— Лерочка, — прошептал я, охваченный ужасом, готовый разреветься, отстраняясь, — Лерка, что мы, придурки, натворили…
Блондин непонимающе скривил зацелованные влажные губы.
— Ёжа, — мявкнул он, не выпуская меня из кольца рук, — ну чего ты несешь?
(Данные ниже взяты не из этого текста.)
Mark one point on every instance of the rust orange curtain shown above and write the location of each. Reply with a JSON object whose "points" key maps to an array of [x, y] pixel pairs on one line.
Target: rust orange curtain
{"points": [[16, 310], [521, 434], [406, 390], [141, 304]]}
Радуйся лучше — заживем теперь втроем, семьей…
Скорее, гаремом…
Я уткнулся в его плечо и затих. Валера не врубался, его искореженная психология бордельной шлюхи не замечала в совершенном факта измены. Более того, парень искренне недоумевал, почему я напрягаюсь. Объяснять на данный момент не имело смысла, да и сил не нашлось. Позже.
— Бог с тобой, — вздохнул. — Пусти, мне джинсы поменять нужно — молния сломалась…
Лерка послушно отступил, пропуская меня к шкафу. Заправился, облокотился о спинку кровати, наблюдая за моими копаниями на полках. Улыбался довольно, почти сыто, любуясь, трогал пальцами разбитый уголок рта, болящий слегка опухший нос, облизывался. А мне было тошно, коленки пробирало мелкой дрожью страха.
О чем я думал, лаская блонди и отвечая на его ласки? Вспомнил ли вообще о Диме? И как теперь вести себя дальше в образовавшемся — какое там, грохнувшемся сверху стотонной кувалдой любовном треугольнике? Заставит ли мужчина нас спать в общей постели, имея по очереди? Захочет ли, чтобы мы с Леркой трахались у него на глазах? И соглашусь ли я, подчиняясь, ломая себя в угоду обоим столь по-разному любимым и родным мне людям, соединяя их своим телом в одно целое и нерушимое? Скорее всего, да. Попереживаю, поистерю, побултыхаюсь в тумане, пообвыкнусь, пооботрусь — и начну получать удовольствие от групповушки. Стану настоящей шалавой. Леркиной и Дмитрия Константиныча. Бр-р-р-р.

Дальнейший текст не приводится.